Bug #97987 | split brain:1 node isolated (SECONDARY-ONLINE) but unreachable with RO router | ||
---|---|---|---|
Submitted: | 14 Dec 2019 12:20 | Modified: | 18 Dec 2019 13:46 |
Reporter: | lionel mazeyrat | Email Updates: | |
Status: | Not a Bug | Impact on me: | |
Category: | MySQL Router | Severity: | S2 (Serious) |
Version: | 8.0.18 | OS: | Windows |
Assigned to: | MySQL Verification Team | CPU Architecture: | x86 |
[14 Dec 2019 12:20]
lionel mazeyrat
[14 Dec 2019 12:40]
lionel mazeyrat
I forgot to mention : group_replication_exit_state_action = READ_ONLY
[18 Dec 2019 12:05]
Frederic Descamps
Hi Lionel, First, I would like to correct the term "split-brain", the situation you are describing is a network partition.
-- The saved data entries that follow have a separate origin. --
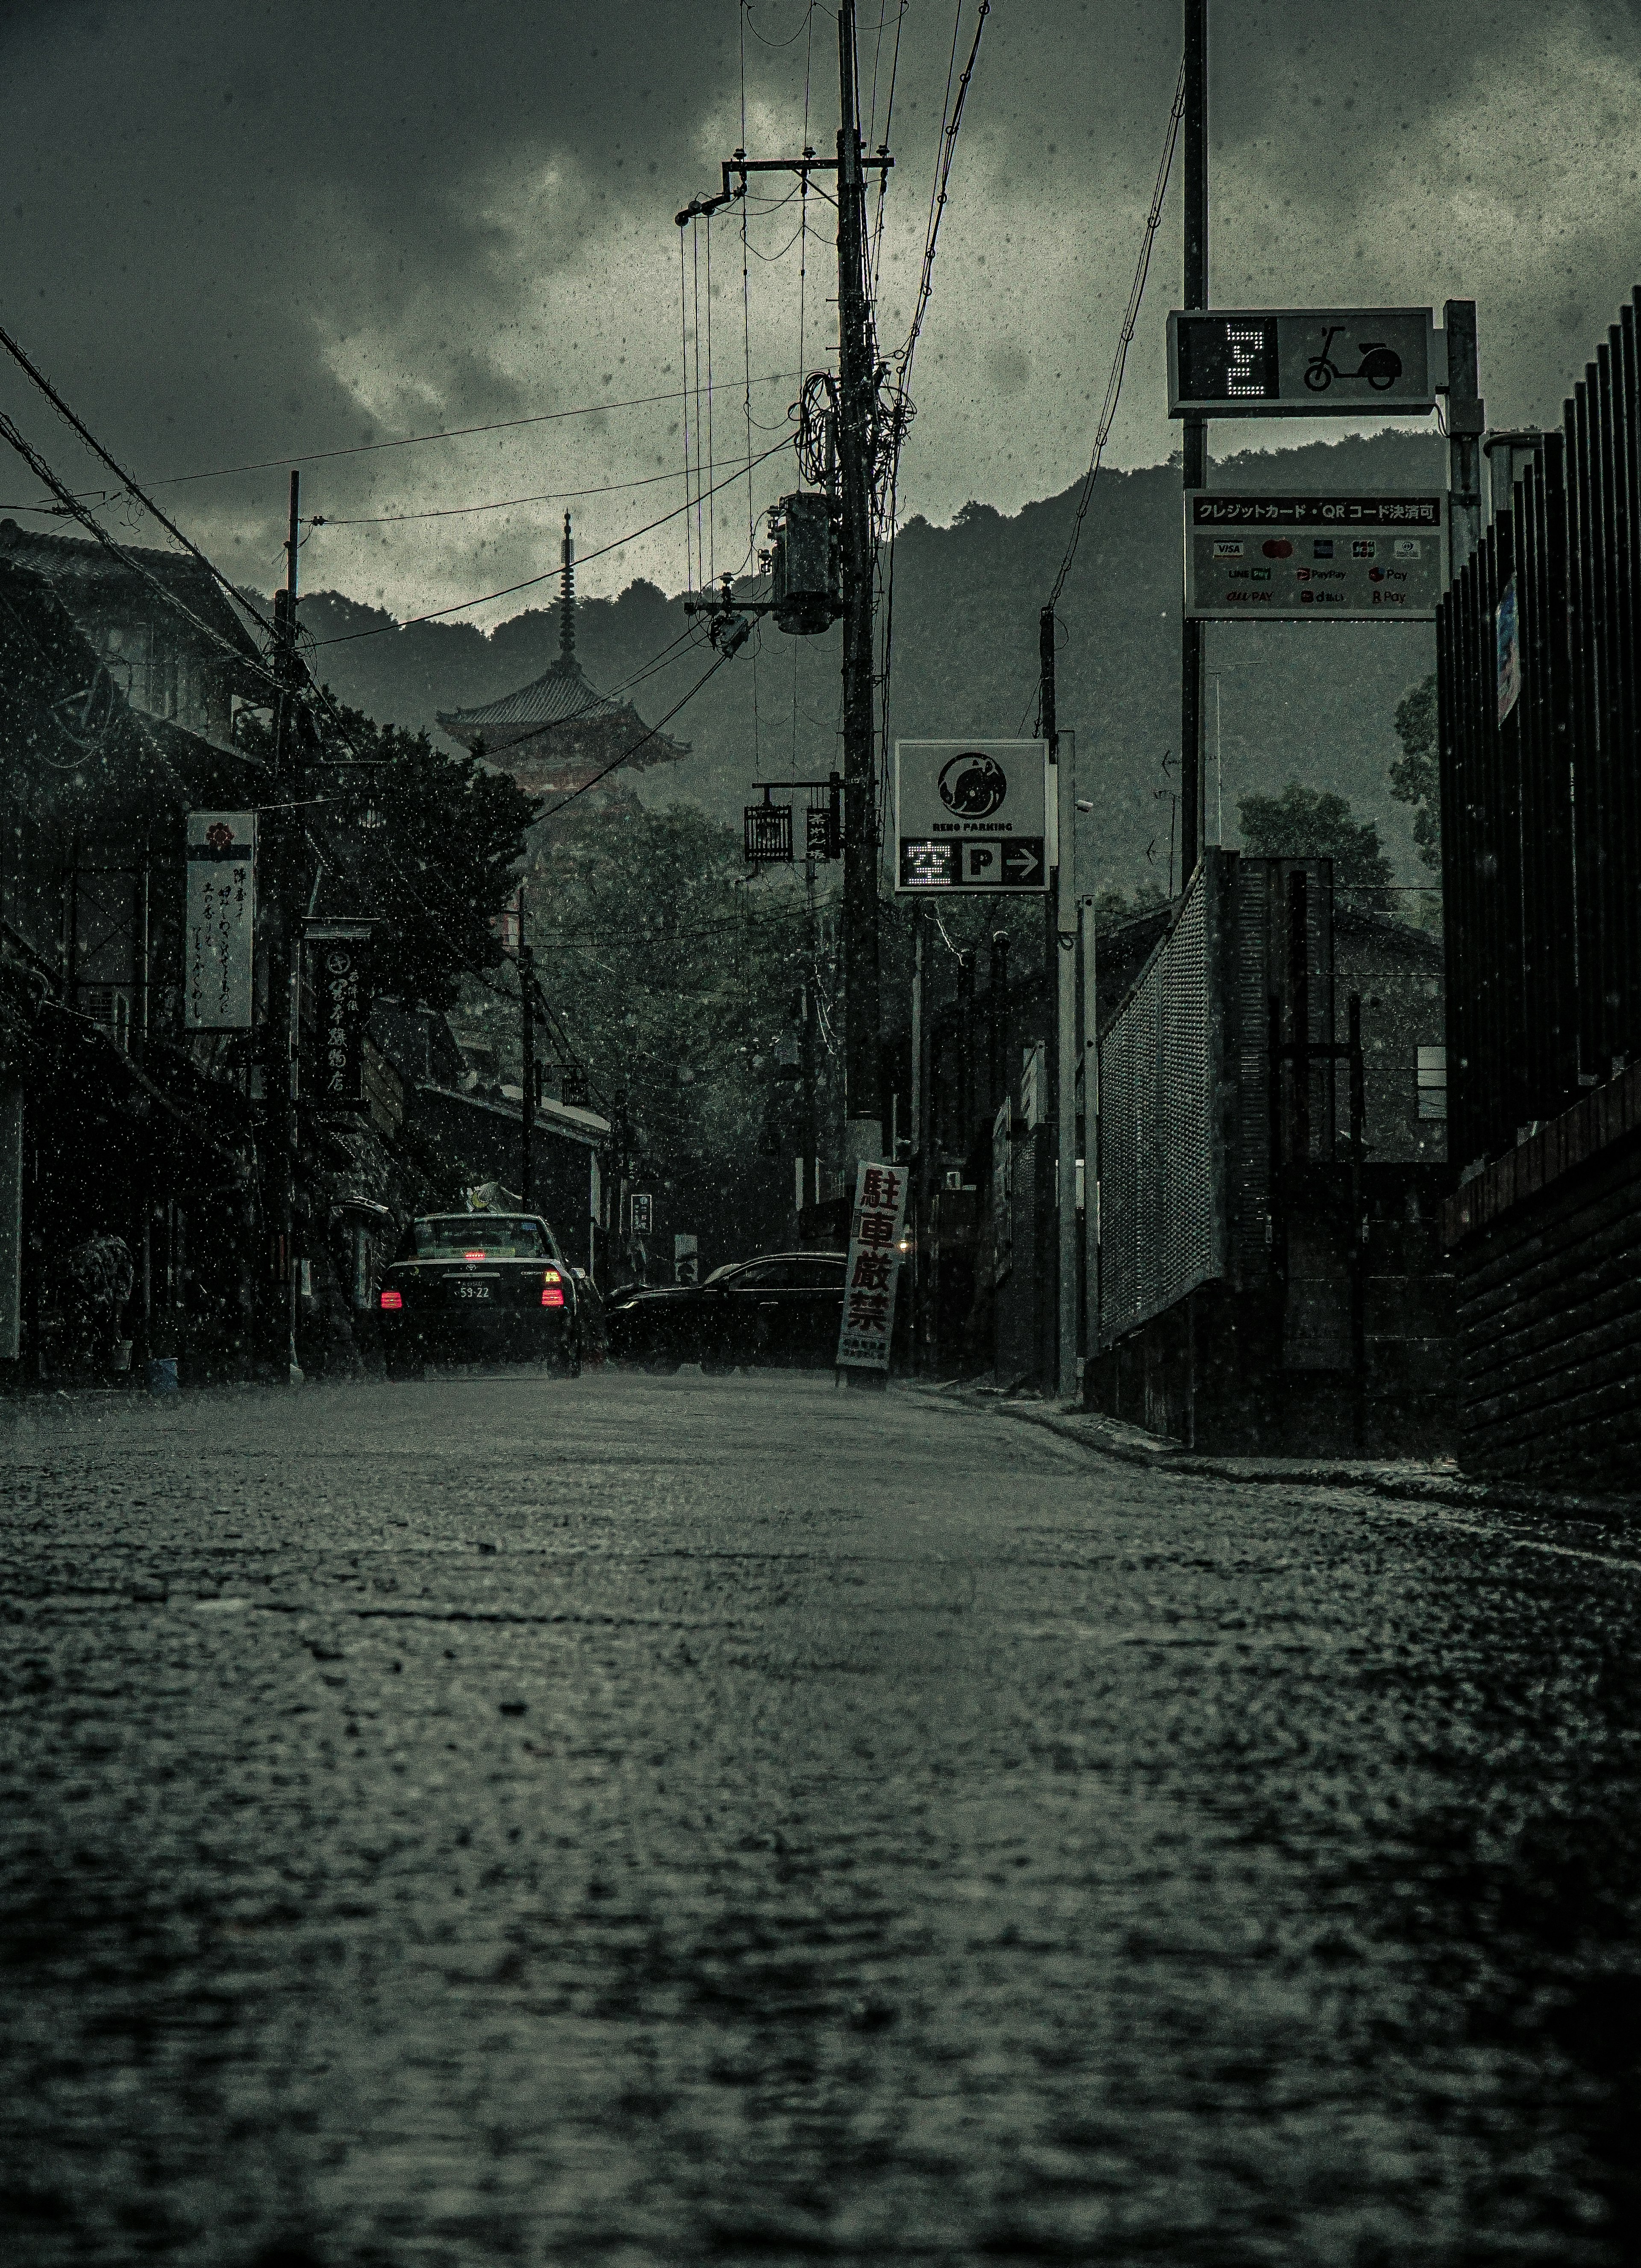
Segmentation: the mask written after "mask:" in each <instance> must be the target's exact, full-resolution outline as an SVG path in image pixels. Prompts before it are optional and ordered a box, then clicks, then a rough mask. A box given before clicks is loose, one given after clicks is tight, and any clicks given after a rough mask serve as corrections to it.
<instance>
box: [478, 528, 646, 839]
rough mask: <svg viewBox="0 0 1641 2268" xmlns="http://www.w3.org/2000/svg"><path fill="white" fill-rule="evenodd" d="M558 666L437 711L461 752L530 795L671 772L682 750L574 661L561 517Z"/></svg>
mask: <svg viewBox="0 0 1641 2268" xmlns="http://www.w3.org/2000/svg"><path fill="white" fill-rule="evenodd" d="M561 558H563V569H561V576H563V592H561V601H558V660H556V662H554V665H552V667H549V669H542V674H540V676H538V678H531V683H529V685H520V689H517V692H513V694H502V699H499V701H486V703H481V705H479V708H470V710H440V712H438V723H440V728H443V730H445V733H449V737H452V739H458V742H461V744H463V748H470V751H472V753H474V755H481V758H486V760H488V762H493V764H497V767H502V769H504V771H511V773H513V778H515V780H517V782H520V787H529V789H533V792H536V794H565V792H572V789H579V787H588V785H590V782H592V780H597V778H601V776H606V773H615V771H617V769H622V771H626V769H631V771H638V769H642V767H647V764H676V760H679V758H681V755H688V753H690V744H688V742H681V739H670V737H667V735H665V733H651V730H649V726H647V723H645V719H642V717H640V714H638V710H636V708H633V705H631V701H615V699H611V696H608V694H601V692H599V689H597V685H592V680H590V678H588V674H586V669H583V667H581V662H579V660H577V544H574V535H572V528H570V513H565V533H563V553H561Z"/></svg>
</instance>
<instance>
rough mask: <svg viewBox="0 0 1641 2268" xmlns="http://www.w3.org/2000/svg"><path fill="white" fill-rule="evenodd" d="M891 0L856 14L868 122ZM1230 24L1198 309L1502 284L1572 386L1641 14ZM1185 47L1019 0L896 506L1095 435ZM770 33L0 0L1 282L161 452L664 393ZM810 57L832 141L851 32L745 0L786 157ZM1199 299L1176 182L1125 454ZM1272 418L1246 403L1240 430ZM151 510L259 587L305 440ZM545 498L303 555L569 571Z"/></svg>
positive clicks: (178, 453)
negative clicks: (1126, 292) (1211, 229)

In fact, the remaining node is in a minority partition as it doesn't reach quorum (1 of 3). So now that, this is clear, MySQL Router will NEVER allow to use a member/node being in a minority partition. So this is not a bug but how it MUST work. Regards,
[18 Dec 2019 12:17]
Kenny Gryp
* The subject mentions 'Split Brain'. However, from what I read in the bug description, there is no split brain at all, there is just a network partition where 1 member cannot see the other members. Please refer to that as a network partition. A split brain refers to having 2 partitions accepting writes, resulting in inconsistent datasets * MySQL Router removes all connections to a member that is network partitioned and not part of the minority group. That is the only possible behavior at this moment. `group_replication_exit_state_action` has no impact on this. Also, for network partition handling with full automatic rejoin, as best practice, I suggest changing only these settings: ``` group_replication_aurorejoin_tries=3 group_replication_member_expel_timeout=5 ``` Please look at https://www.slideshare.net/Grypyrg/mysql-innodb-cluster-new-features-in-80-releases-best-p... especially the Network Partition Handling chapter from slide 46 to 52, it explains how this all works and what the best practice is.